「ありがとう、アクセル。君のおかげで杏寿郎を含めて皆が無事に帰って来る事が出来たよ」
猗窩座との一件があってから、数日。
鬼殺隊の方でも忙しさが一段落したらしいので、久しぶりに産屋敷家に顔を出してみたところ、耀哉に会うなりそのように頭を下げられた。
耀哉にしてみれば、心からの感謝の気持ちがあってのものなだろう。
それは分かるが、だからといって組織の長の立場にある者がこうもあっさり頭を下げるのはどうかと思う。

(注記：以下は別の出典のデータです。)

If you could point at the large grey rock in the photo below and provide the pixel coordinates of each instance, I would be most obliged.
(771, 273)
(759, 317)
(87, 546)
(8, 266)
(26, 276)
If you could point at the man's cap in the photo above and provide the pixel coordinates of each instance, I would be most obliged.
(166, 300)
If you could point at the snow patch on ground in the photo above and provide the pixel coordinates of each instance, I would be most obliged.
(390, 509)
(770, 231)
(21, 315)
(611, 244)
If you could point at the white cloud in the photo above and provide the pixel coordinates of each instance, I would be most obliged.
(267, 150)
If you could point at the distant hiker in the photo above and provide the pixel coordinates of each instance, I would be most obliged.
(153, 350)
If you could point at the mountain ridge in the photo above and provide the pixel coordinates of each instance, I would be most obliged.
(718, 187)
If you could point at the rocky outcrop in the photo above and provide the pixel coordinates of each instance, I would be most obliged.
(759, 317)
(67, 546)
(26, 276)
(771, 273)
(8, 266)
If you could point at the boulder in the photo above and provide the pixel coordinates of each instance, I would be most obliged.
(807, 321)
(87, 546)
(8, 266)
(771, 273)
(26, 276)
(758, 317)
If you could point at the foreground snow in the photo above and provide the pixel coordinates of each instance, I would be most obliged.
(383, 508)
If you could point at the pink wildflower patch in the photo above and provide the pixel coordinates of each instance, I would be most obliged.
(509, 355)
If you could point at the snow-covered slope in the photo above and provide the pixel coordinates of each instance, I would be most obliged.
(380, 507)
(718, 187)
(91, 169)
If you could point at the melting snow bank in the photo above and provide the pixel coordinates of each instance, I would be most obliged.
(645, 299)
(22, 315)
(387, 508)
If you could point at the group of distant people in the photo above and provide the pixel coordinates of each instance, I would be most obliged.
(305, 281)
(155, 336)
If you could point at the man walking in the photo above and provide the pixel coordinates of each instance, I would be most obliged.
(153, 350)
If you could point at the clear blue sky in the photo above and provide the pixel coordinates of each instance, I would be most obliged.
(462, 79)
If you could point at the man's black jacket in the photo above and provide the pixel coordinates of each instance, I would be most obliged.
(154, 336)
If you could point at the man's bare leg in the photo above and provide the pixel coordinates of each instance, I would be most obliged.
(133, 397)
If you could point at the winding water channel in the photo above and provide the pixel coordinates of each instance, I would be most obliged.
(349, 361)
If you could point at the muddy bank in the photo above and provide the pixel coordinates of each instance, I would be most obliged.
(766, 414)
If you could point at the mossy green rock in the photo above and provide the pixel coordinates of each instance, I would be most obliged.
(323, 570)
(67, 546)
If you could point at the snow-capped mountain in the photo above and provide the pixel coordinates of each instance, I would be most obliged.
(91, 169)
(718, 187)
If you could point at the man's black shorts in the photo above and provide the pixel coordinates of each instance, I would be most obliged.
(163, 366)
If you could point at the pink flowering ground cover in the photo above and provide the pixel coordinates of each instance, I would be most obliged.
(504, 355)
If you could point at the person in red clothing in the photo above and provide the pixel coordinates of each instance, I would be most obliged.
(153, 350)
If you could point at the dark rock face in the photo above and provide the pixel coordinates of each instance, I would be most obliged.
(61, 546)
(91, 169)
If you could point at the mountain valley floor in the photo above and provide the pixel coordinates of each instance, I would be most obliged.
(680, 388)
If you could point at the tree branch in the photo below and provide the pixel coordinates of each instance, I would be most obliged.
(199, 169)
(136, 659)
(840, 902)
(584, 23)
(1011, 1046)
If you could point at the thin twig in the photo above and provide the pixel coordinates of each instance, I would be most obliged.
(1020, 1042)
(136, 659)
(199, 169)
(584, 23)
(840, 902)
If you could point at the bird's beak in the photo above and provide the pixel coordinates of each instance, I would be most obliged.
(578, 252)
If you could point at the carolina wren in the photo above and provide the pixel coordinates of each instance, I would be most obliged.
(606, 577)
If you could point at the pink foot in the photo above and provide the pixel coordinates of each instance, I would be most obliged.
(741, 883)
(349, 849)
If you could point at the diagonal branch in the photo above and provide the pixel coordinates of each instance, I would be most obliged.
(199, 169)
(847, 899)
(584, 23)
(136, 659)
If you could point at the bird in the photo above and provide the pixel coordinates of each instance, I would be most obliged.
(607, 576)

「気にするな、あの一件は俺にとっても色々と利益があったんだ」
「上弦の参と随分と友好的だったらしいね」
顔を上げた耀哉が、穏やかな口調で聞いてくる。
とはいえ、その内面では必ずしも納得はしていないのかもしれないが。
「そうだな。俺の抱いていた鬼というイメージとは、随分と違う鬼だった。あれは……鬼というより、武人といった感じだな」
「それでも鬼であるのは間違いないよ」
「分かってる。だが、それでも猗窩座と話した限りでは……そうだな、これは耀哉には言っておくか。もし猗窩座との交渉、あるいは賭けが上手くいった場合、俺は猗窩座を召喚獣とするつもりだ」
「……召喚獣? それは確か、刈り取る者とかいう……」
耀哉は目が見えないので、実際に刈り取る者を見たことはない。
だが、刈り取る者を見る事は出来なくても、刈り取る者が発する雰囲気を感じる事は耀哉にも十分に出来る。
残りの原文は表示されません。